PLS has upped its capacity by 35% to take account of the jump in requirements for coach lifts
PLS has upped its capacity by 35% to take account of the jump in requirements for coach lifts

Another area of concern that Rhys and PLS Managing Director Adam Beck want to calm surrounds the cost of conversion. Those done by Cogent start at around the £20,000 mark, including the provision of a PSVAR certificate once the work is complete.

Cogent can put customers in touch with companies that can finance the cost of conversion when needed.

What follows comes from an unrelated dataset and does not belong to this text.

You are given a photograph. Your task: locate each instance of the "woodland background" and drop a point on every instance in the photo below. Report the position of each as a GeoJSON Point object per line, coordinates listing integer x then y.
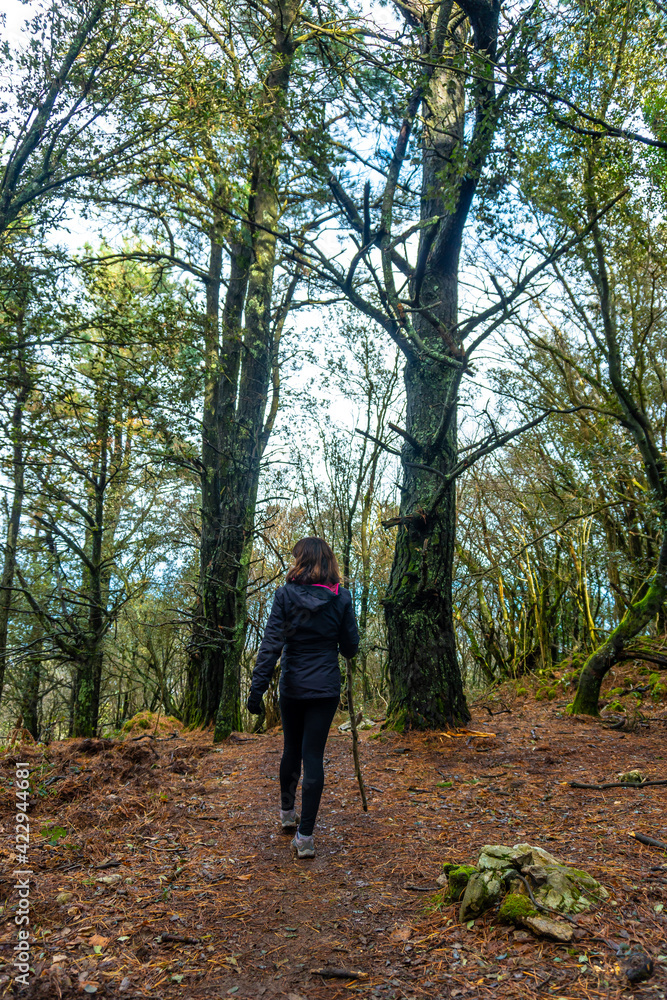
{"type": "Point", "coordinates": [226, 230]}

“Another myth refers to capacity. When a wheelchair user is carried, they are so at the expense of four seats. That is unavoidable. But when no such passenger is aboard the coach retains the same number of places that it had before conversion,” Rhys adds.

“Ordinarily, the relevant number of seats are removed entirely when a wheelchair user is aboard. But if the customer prefers ‘shuffle’ seating with fold-up bases, we can fit it. In that case, there is an impact on capacity because of the space that those seats occupy when stowed on the vehicle.”

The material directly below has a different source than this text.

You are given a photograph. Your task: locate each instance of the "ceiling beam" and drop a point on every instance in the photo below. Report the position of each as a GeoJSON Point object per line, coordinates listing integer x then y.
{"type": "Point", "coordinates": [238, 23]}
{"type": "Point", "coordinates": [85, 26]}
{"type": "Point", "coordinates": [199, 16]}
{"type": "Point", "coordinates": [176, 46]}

One thing that Cogent is currently examining is ‘roll along’ seats. They have a small wheel mounted to each leg, allowing the driver to remove them via the lift and roll them away. The assistance of a second person to lift seats in and out is thus not required.

A welcome addition

Besides the Temsa HD12s and the Van Hool EX that was awaiting admission to Cogent’s premises when routeone visited, other models were also present. They included a Neoplan Tourliner and Jonckheere JHV- and Plaxton Panther-bodied Volvos.

Cogent and PLS believe that most coach models can be converted to achieve PSVAR compliance. Although front-engined examples are yet to figure in the workstream, Rhys does not rule out processing them in the future.

“We would certainly look at Mercedes-Benz Atego-based midicoaches, as an example. In that case the lift would probably be mounted behind the rear axle. There is a lot else to consider, but I believe it would be possible.”

Cogent and PLS believe that most coaches are suitable for conversion to PSVAR complianc
Cogent and PLS believe that most coaches are suitable for conversion to PSVAR complianc

As an indication of the level of interest in PSVAR conversion, Cogent has a Plaxton-bodied Volvo dating from 2001 booked in. Its owner has operated the coach for a long time and does not wish to replace it.

“That may be an extreme example, but it shows the extent of what we can do,” says Rhys. “When it is completed, it will be returned with a PSVAR certificate, just as all our other conversions are.”

Those operators who want to take advantage of Cogent’s PSVAR conversion service should move quickly. It can process three coaches per week, and there is already a waiting list. While there has been unprecedented demand for lifts, PLS has increased production capacity by 35%. “We have been planning for this for 15 years,” says Adam. “We are prepared.”

Conversions will continue at Swansea in the long term. The option also exists for some coaches to be upseated to 70 while PSVAR work is done.

That will deliver continuity of business for Cogent and PLS. And with the number of coaches that will need to satisfy PSVAR once exemptions expire, conversion will form a significant part of complying.